The three-time Pro Bowl cornerback came to Philadelphia with high expectations, a chance to join a "winner" after enduring far more downs than ups with the almost-perennial downtrodden Detroit Lions.

For the most part, Slay, 29, has been as advertised, by far the best cornerback the Eagles have had in the Doug Pederson/Jim Schwartz era, but a Lions-like 3-7-1 record speaks to a disappointing bottom line Schwartz uses as a measuring stick.

On the surface Slay was his usual self in a 23-17 loss to Seattle on Sunday night, traveling with the opposition's best, DK Metcalf, and forcing the 6-foot-4, 230-pound monster to work a little bit harder for everything he got.

When you flipped through the gamebook after the contest, however, Metcalf was at 10 receptions on 13 targets for 177 yards, somehow actually outpacing the Ole Miss' product last trip to Lincoln Financial Field back in January when he set an NFL rookie record with nine catches for 160 yards and a touchdown in the Seahawks’ wild-card playoff win.

VIDEO: Postgame analysis from Ed Kracz and John McMullen

It was almost like a lockdown defender in the NBA doggedly checking Michael Jordan for 48 minutes only to look up when the final buzzer sounded to see a 40 spot.

The always-ebullient Slay called it his worst game as a pro after the contest via Zoom.

"I would say this is by far the worst game I have ever played in the league," said Slay. "I truly lost every 50/50 ball.
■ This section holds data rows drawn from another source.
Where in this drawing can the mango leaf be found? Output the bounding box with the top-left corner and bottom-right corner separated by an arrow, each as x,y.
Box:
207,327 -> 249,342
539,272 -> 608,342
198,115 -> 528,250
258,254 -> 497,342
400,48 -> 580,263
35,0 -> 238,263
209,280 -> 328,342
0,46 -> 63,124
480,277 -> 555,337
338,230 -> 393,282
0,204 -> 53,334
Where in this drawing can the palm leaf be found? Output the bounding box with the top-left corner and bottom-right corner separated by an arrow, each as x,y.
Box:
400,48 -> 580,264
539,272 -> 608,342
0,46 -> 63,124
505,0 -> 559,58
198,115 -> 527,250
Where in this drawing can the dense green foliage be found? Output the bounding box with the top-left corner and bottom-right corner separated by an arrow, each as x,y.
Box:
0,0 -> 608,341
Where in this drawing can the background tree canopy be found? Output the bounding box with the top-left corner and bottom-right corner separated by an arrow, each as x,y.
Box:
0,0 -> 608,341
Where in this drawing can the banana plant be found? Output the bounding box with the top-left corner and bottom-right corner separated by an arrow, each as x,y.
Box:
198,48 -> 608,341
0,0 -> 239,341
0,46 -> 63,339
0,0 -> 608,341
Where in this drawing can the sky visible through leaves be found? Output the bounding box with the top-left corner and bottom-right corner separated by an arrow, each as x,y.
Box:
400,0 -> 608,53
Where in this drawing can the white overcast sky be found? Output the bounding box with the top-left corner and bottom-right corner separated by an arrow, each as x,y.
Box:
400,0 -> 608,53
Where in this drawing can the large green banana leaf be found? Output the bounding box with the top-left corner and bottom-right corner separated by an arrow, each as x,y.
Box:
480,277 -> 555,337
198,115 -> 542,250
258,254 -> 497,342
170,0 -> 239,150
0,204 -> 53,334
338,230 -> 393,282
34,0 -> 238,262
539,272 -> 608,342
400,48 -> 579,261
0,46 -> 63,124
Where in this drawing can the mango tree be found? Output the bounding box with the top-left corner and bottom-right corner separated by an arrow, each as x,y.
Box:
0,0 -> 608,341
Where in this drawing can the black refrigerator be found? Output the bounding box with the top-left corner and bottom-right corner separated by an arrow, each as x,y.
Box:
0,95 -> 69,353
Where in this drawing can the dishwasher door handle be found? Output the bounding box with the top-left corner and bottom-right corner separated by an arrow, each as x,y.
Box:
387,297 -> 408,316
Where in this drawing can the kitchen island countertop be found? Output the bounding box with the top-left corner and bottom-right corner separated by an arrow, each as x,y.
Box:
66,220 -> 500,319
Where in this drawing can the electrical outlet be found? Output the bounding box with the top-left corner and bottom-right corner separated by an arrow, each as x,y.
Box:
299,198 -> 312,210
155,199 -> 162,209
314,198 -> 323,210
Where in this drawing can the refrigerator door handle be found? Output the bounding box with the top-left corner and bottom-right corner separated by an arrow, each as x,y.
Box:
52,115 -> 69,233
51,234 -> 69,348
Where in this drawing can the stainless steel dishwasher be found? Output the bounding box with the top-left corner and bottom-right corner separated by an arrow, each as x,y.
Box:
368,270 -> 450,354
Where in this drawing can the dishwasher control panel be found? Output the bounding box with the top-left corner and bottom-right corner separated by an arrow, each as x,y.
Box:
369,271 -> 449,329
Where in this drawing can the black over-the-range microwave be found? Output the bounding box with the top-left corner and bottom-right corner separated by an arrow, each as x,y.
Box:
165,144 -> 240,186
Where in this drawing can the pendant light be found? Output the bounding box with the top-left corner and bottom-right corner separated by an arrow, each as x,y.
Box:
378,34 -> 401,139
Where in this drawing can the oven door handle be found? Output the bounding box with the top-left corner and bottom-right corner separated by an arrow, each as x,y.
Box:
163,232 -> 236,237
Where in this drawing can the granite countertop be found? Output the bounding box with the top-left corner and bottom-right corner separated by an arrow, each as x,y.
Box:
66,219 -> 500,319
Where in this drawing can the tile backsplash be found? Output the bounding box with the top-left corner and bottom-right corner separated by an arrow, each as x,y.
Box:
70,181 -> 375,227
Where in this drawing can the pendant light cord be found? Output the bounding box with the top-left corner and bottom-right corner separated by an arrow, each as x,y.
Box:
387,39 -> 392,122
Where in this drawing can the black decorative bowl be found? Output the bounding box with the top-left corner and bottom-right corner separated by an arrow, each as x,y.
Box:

I was probably O-for. I have never been that, but I say props to him, he played his ass off today, and I have to get better.”

If you take Metcalf out of the equation the Eagles defense did more than enough to win.

More so when you understand Slay was brought in for moments like this, the emotion might lead some down the wrong path.

Even though it didn't work out on one November night against a better team you could still see why Howie Roseman made the move to get Slay in the offseason.

It's easy to escape accountability in a virtual world as an NFL player after a perceived poor game. You just wave off the media relations official with little consequence.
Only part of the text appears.